Background Sleeping well in healthcare settings is notoriously difficult. Hospices can be noisy, uncomfortable and unfamiliar and patients themselves are often going through incredibly difficult periods in their lives. Consequently for hospice patients, good quality sleep is as important as it is difficult to obtain.
The estimated prevalence of insomnia in the palliative care population as a whole is up to 60%. We are well versed in the range of physical and psychological benefits that are endowed on patients by good quality sleep. What are less clear, especially within palliative care, are the specific causes of poor sleep and, crucially, the best ways to tackle them.
Aims The aim of this project is to understand the scale and specific causes of poor sleep within the hospice in order to design and implement predominantly non-pharmacological interventions to improve sleep quality for our current and future patients.
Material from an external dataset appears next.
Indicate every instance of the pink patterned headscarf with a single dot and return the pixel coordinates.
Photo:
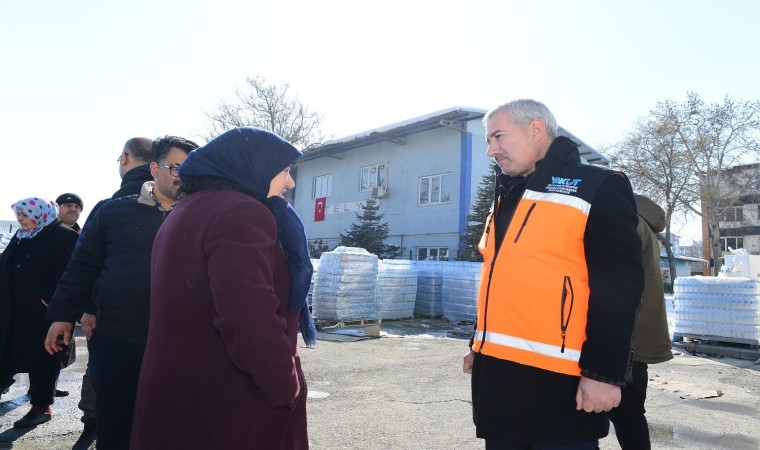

Methods We developed a 24 question survey to obtain baseline data on the quality of patients’ sleep prior to and during their hospice admission, the specific causes of poor sleep and suggested ways to improve it. We used these results to design a ‘sleep pack’ of non-pharmacological tools that our night staff can use with patients to promote better quality sleep. We plan to re-survey patients following the introduction of the ‘sleep packs’ to assess whether they have any impact on patients’ quality of sleep.
Results Results so far confirm sleep quality is generally poor within our palliative population but that this improves slightly by virtue of simply being within the hospice. The upcoming results should indicate if our sleep packs are useful (or not) in improving the quality of our patients’ sleep.
Conclusions Ongoing, but results should help us conclude the prevalence and causes of insomnia at our hospice and if non-pharmacological ‘sleep kits’ are helpful and should be used in the future.